Photo by Shannon Wells

Photo by Shannon Wells


TREES Artist, 2012

“What I like best about underwater photography is giving a visual voice to the invisible. What I like least is the prospect of drowning.”—David 

David Doubilet has changed the way we see our planet’s rivers and oceans and influenced the way photographs are made of it. Over the last four decades, he has brought us face to face with an underwater world of mesmerizing landscapes and mysterious creatures–coral reefs, blue-ringed octopuses, leafy sea dragons, schools of giant bumphead parrotfish, tiger sharks. Doubilet estimates that he has spent half his lifetime in the water, and the result of that dedication is an elegant and groundbreaking body of work that has set the standard for underwater photography.

Doubilet is a street photographer working in an alien environment that can be hostile to humans and camera equipment. He has snorkeled the Jardine River in Australia in search of saltwater crocodiles and dived the Pacific near the Galapagos Islands to document ghostly hammerhead sharks seeking colder waters. He is an adventurer with an artist’s eye. “He was the first artist to swim,” says David Griffin. “I’m still waiting for someone in space to do what he did underwater.” A pioneer and advocate, Doubilet’s passion for the sea is matched only by his compassion for it. Humans have only been going under the sea for 50 years, he says, and “we are in a race between discovery and destruction.”

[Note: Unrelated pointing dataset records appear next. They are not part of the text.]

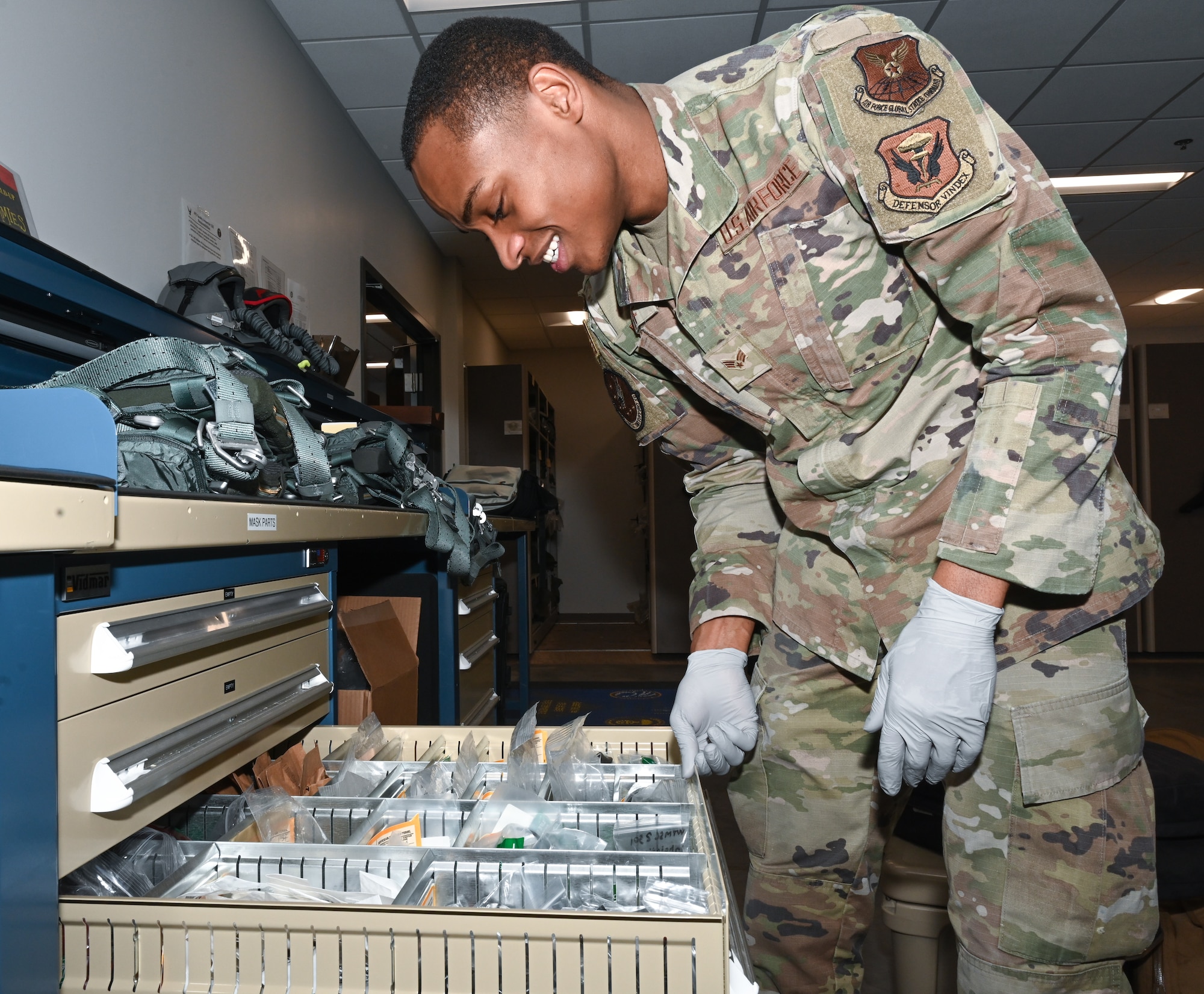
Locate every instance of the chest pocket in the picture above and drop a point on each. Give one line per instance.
(847, 299)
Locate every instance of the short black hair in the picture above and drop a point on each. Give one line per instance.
(471, 72)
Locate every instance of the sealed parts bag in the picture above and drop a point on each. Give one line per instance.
(196, 418)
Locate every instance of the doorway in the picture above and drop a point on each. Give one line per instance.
(400, 364)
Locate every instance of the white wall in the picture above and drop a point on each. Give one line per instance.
(117, 108)
(601, 561)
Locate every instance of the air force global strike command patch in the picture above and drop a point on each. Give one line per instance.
(896, 79)
(625, 400)
(923, 171)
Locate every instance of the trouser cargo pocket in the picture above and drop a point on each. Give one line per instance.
(1081, 879)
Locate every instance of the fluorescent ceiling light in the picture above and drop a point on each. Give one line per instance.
(427, 6)
(1126, 183)
(1175, 296)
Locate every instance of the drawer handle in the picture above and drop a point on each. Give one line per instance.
(121, 645)
(474, 601)
(117, 781)
(477, 650)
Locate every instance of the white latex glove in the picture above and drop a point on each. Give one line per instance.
(715, 714)
(935, 691)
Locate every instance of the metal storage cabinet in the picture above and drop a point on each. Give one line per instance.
(60, 509)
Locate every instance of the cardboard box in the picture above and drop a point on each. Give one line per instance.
(383, 631)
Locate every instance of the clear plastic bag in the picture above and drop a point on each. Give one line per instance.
(523, 767)
(526, 730)
(467, 766)
(433, 781)
(509, 806)
(129, 869)
(282, 819)
(638, 759)
(665, 898)
(573, 839)
(278, 887)
(666, 791)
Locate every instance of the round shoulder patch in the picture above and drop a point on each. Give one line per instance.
(625, 400)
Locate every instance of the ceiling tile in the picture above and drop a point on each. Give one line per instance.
(1188, 105)
(403, 177)
(432, 220)
(569, 337)
(656, 51)
(1165, 214)
(524, 340)
(573, 34)
(382, 128)
(503, 306)
(1006, 89)
(374, 72)
(1108, 93)
(517, 321)
(1146, 30)
(639, 10)
(546, 13)
(794, 13)
(1071, 146)
(1093, 217)
(1017, 34)
(1154, 143)
(559, 303)
(311, 19)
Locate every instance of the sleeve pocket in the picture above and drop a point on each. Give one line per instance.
(1077, 745)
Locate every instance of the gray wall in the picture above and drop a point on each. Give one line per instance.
(601, 560)
(117, 108)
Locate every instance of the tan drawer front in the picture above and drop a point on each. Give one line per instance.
(158, 945)
(81, 690)
(93, 736)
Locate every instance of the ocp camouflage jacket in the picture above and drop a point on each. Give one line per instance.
(880, 341)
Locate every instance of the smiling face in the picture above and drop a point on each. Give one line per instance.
(540, 171)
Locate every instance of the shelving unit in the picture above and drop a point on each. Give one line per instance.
(511, 423)
(68, 531)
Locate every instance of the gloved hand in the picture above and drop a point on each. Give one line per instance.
(935, 691)
(715, 715)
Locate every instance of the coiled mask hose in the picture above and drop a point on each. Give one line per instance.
(255, 323)
(321, 360)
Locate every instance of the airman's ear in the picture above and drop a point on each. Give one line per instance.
(558, 89)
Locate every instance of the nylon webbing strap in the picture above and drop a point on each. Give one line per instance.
(234, 415)
(314, 468)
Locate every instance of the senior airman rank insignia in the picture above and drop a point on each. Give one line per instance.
(924, 172)
(896, 81)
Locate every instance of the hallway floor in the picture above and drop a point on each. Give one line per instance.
(603, 665)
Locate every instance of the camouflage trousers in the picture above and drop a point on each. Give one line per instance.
(1048, 838)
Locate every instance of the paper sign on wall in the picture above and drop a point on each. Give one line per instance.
(204, 238)
(14, 206)
(274, 276)
(300, 297)
(244, 256)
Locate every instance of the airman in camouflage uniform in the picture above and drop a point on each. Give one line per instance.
(881, 342)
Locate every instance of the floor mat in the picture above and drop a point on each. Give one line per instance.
(646, 706)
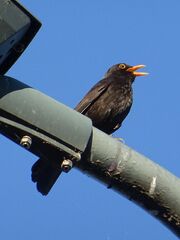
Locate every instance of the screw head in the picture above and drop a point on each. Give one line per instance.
(66, 165)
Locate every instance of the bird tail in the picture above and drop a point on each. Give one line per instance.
(44, 174)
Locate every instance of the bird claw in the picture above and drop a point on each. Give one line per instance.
(121, 140)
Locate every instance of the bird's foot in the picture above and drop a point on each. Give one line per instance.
(119, 139)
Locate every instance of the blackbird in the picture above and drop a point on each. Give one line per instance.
(110, 100)
(107, 104)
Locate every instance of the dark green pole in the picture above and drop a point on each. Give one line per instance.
(135, 176)
(51, 128)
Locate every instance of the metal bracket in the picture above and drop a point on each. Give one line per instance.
(18, 27)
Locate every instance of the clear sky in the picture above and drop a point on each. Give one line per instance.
(78, 42)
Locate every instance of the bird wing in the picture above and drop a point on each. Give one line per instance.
(92, 96)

Born in New York in 1946, Doubilet’s career as an underwater photographer started early. At the age of 12, he used a rubber anesthesiologist’s bag from his father’s hospital to take his Brownie Hawkeye camera underwater. He has been shooting for National Geographic since his first assignment in 1971 and has photographed more than 60 stories for the magazine–from the cold kelp forests in the southwest Pacific to the labyrinthine freshwater channels of the Okavango Delta in Botswana. He is the recipient of many awards, including the Lowell Thomas Award, the Sara Prize, and the Lennart Nilsson Award in Photography. Doubilet is a member of the Royal Photographic Society and the Diving Hall of Fame. He has published seven books on the sea, including Fish Face (2003) and Water Light Time (1999).